Julia Stiles is the star of Blue, one of the series on the new Wigs channel, a new project led by renowned directors Jon Avnet and Rodrigo Garcia, that brings scripted dramas to YouTube. Although Wigs operates on relatively small budgets and won’t put actors in the running for Oscars or Emmys for their performances, the compelling characters and lack of red tape typically brought on by Hollywood studios has drawn A-list talent like Jennifer Garner, America Ferrera, and Dakota Fanning. I spoke with Stiles about her role in Blue, in which she plays a prostitute who struggles with keeping her secret from her son and co-workers at her day job.
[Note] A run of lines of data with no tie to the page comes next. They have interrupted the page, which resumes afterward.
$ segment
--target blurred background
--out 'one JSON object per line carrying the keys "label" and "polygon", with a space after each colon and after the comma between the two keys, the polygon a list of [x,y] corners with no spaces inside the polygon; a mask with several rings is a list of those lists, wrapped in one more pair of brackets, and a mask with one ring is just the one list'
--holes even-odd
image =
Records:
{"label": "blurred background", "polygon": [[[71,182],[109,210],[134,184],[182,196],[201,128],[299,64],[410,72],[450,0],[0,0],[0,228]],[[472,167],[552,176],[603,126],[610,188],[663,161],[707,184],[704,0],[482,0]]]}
You play a woman with a secret life as a prostitute. What drew you to the role?
I’ve always been really fascinated with every question surrounding the idea of people paying for sex, but in terms of how it’s handled in movies and on TV, I’ve been reluctant or too shy to approach it.
Why were you reluctant?
When you have a main character who is paid to have sex with people, obviously you’re going to have to show some sex and I’m kind of a private person.
What is most interesting to me about the way [the director Rodrigo Garcia] handled it in terms of the writing, is that you see her in every aspect of her life, not just when she’s at work. You see her play many different roles. There’s her working as an escort, there’s her being a Mom, there’s her being a daughter, there’s her being a friend and a good co-worker. I do think that it’s a great setup for any story, to have a main character who has a secret life and is buried in the lives she has to tell to keep it secret.
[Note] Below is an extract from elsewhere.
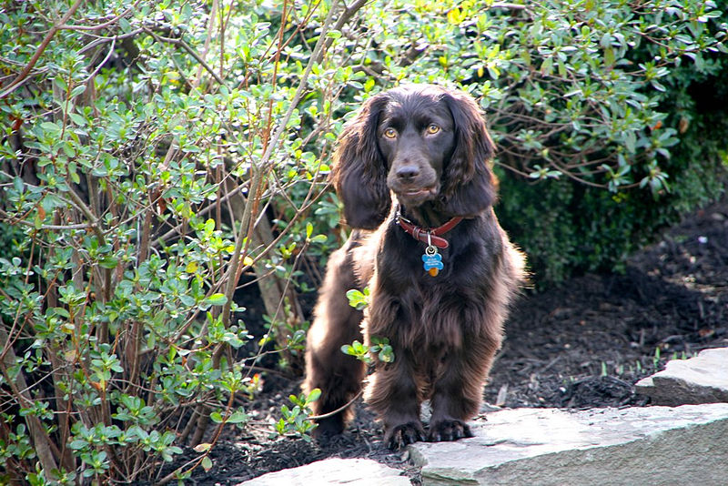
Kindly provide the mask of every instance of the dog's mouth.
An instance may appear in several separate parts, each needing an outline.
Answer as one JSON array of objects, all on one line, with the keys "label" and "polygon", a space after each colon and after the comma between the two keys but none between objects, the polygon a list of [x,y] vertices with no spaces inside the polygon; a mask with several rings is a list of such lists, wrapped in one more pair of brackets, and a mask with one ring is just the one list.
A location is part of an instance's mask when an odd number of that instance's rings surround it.
[{"label": "dog's mouth", "polygon": [[433,199],[438,194],[438,187],[430,186],[429,187],[408,187],[404,189],[395,189],[395,194],[400,199],[411,202],[424,202]]}]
You mentioned being interested by the idea of paying for sex. How did your view of prostitution and the business of sex change from playing this role?
I’m still struggling to answer the question: what is the psychological reason that a woman would work in that way? The money obviously is tempting and good, but there is a price to pay. In one of the later episodes, my character asks one of her clients in daylight why he’s paying for sex. He’s a handsome man — it’s not like he couldn’t get a girl to sleep with him. When money is involved, the dynamic between sexual partners changes and that is very curious to me.
You’ve gravitated to roles playing women who are strong, independent thinkers. How have you managed to do that? Has it been a personal choice or are those the roles you’re offered?
I would like to think that I have a lot of control in my career, but I don’t really think that I do. The roles pick you. One thing I would say that was really interesting about choosing to play a character who was an escort in this context, is that it was completely elective. Nobody was really getting paid [actor salaries were much lower than big-budget film and television jobs], there was no reward [like an Oscar] that can really be given out for doing a good job. It was just based on my pure interest in the story and wanting to work with the directors. I joke that I got paid less than my character Blue got paid turning tricks.
Many actresses have complained about the lack of good roles for women in movies and TV. Do you agree that there are a limited number of interesting female roles out there?
I don’t feel that way in terms of quantity — I think there are interesting roles for women in movies and television, but they tend to just play one thing. So they’re the mother or the daughter or the girlfriend or the wife, and the difference for me in this role was that you see the character in all aspects of her life. You see her in many different roles — as the mom, the daughter, the friend, the co-worker, the escort.